Ce type d’action permet aux ministres de l’intérieur d’afficher leur volontarisme. Face à la drogue, Nicolas Sarkozy voulait en 2005 passer les banlieues « au Kärcher » : 250 CRS et policiers ont investi le quartier de la Castellane, dans le nord de Marseille. En 2013, Manuel Valls a lancé sa « stratégie de reconquête républicaine ». A la Castellane, 200 policiers ont alors interpellé 23 personnes, saisi des armes, 1 million d’euros en cash. Le ministre se félicite « des résultats obtenus ». Gérald Darmanin engage maintenant une « guerre à la drogue » et crie victoire : début 2024, 1 000 « points de deal ont été démantelés », soit un sur cinq.

La concurrence ravivée

La détermination affichée, assortie d’une indignation morale, puis le triomphe devant les caméras relèvent avant tout d’une stratégie de communication.
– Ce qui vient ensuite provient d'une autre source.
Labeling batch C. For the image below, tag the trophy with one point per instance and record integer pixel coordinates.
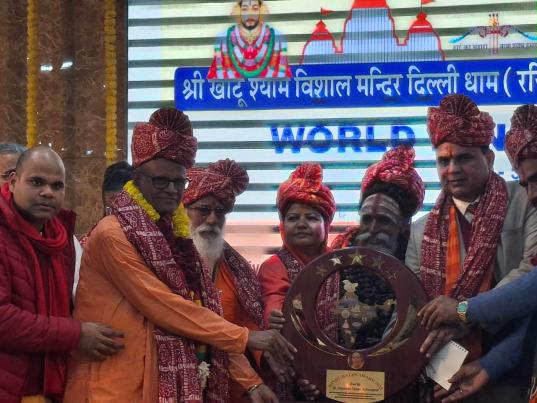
(352, 315)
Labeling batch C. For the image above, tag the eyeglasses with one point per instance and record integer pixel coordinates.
(161, 182)
(206, 211)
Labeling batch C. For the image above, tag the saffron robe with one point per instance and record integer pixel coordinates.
(116, 287)
(242, 375)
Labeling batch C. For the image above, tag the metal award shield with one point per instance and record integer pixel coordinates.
(375, 350)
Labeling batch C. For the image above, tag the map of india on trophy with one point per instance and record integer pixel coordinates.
(352, 314)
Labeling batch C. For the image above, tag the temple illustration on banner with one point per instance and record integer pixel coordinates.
(369, 37)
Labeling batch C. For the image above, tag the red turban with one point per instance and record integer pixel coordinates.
(305, 185)
(521, 139)
(224, 179)
(458, 120)
(168, 135)
(396, 168)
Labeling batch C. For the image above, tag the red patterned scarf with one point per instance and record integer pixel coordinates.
(246, 284)
(486, 229)
(177, 264)
(54, 298)
(328, 295)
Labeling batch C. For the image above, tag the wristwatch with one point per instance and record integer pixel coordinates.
(462, 308)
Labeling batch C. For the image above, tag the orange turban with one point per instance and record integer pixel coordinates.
(396, 168)
(521, 139)
(168, 135)
(305, 185)
(458, 120)
(224, 179)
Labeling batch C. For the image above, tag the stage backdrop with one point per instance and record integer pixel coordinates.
(277, 83)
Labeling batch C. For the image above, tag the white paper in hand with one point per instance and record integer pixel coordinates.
(445, 363)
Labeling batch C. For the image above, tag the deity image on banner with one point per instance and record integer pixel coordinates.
(250, 48)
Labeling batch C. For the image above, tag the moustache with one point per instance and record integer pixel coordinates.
(208, 229)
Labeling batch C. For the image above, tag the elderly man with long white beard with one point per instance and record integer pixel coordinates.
(209, 197)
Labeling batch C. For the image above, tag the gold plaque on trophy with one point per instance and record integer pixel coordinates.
(355, 386)
(352, 314)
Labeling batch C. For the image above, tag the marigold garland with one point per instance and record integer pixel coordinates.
(179, 218)
(110, 80)
(32, 65)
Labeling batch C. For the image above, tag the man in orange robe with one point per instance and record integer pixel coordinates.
(142, 275)
(392, 192)
(209, 197)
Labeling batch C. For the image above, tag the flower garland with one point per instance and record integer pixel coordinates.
(110, 79)
(32, 65)
(179, 218)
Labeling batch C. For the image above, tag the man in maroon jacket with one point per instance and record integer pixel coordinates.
(36, 276)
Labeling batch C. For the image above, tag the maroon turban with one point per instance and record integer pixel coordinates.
(305, 185)
(521, 139)
(168, 135)
(396, 168)
(224, 179)
(458, 120)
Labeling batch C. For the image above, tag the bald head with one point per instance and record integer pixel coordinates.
(41, 154)
(38, 185)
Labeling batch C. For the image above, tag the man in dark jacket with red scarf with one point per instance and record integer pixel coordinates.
(36, 277)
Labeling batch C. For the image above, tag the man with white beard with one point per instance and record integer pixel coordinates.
(209, 197)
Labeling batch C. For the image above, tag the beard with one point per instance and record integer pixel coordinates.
(209, 241)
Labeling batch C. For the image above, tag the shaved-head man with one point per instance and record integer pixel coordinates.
(37, 261)
(9, 154)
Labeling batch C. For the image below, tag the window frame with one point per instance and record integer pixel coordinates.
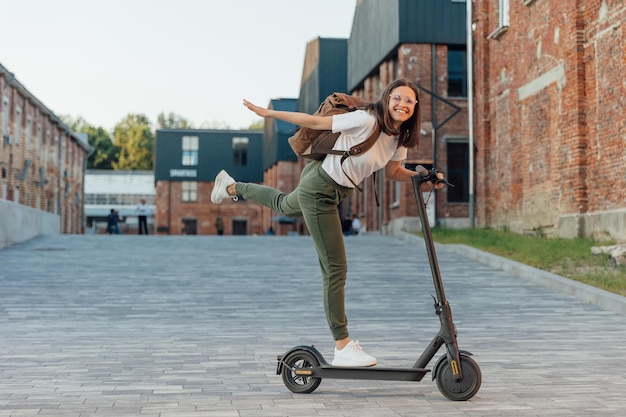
(189, 191)
(189, 150)
(503, 19)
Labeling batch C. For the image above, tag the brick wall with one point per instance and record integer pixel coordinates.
(549, 106)
(42, 165)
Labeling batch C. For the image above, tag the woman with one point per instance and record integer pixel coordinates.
(324, 184)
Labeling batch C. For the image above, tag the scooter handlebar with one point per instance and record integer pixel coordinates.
(425, 175)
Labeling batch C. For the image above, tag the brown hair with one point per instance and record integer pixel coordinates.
(409, 132)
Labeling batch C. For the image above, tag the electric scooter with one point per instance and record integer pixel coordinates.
(457, 374)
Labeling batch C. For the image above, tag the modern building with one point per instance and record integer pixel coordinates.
(186, 163)
(42, 166)
(122, 191)
(420, 40)
(550, 100)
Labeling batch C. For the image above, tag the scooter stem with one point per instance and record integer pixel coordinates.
(447, 332)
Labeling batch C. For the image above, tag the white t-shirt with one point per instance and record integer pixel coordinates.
(355, 127)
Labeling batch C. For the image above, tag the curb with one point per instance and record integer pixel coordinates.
(587, 293)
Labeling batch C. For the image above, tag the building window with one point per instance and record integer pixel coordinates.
(458, 172)
(189, 191)
(240, 151)
(457, 71)
(190, 150)
(503, 18)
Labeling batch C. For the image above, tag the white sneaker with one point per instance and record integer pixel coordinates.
(222, 181)
(353, 355)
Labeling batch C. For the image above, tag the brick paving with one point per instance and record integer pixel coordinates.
(190, 326)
Il faut, d’une part, veiller à préserver la réputation du ministre, et, d’autre part, élément essentiel de la politique, il faut convaincre que la police est à la drogue ce que saint Georges est au dragon : la force qui va le terrasser.

De leur côté, les analystes soulignent au contraire la difficulté à fermer les marchés de la drogue à ciel ouvert en raison de trois singularités. D’abord, les drogues illicites ont une valeur énorme par rapport à leur poids. Les trafiquants peuvent donc se permettre d’utiliser des méthodes sophistiquées pour dissimuler et transporter des quantités modestes. Ensuite, les marchés sont généralement caractérisés par des entreprises individuelles de petite taille, non intégrées verticalement et technologiquement peu sophistiquées. La fragmentation et la rusticité des entreprises chargées de la distribution leur assurent une grande résilience face aux coups portés par les autorités.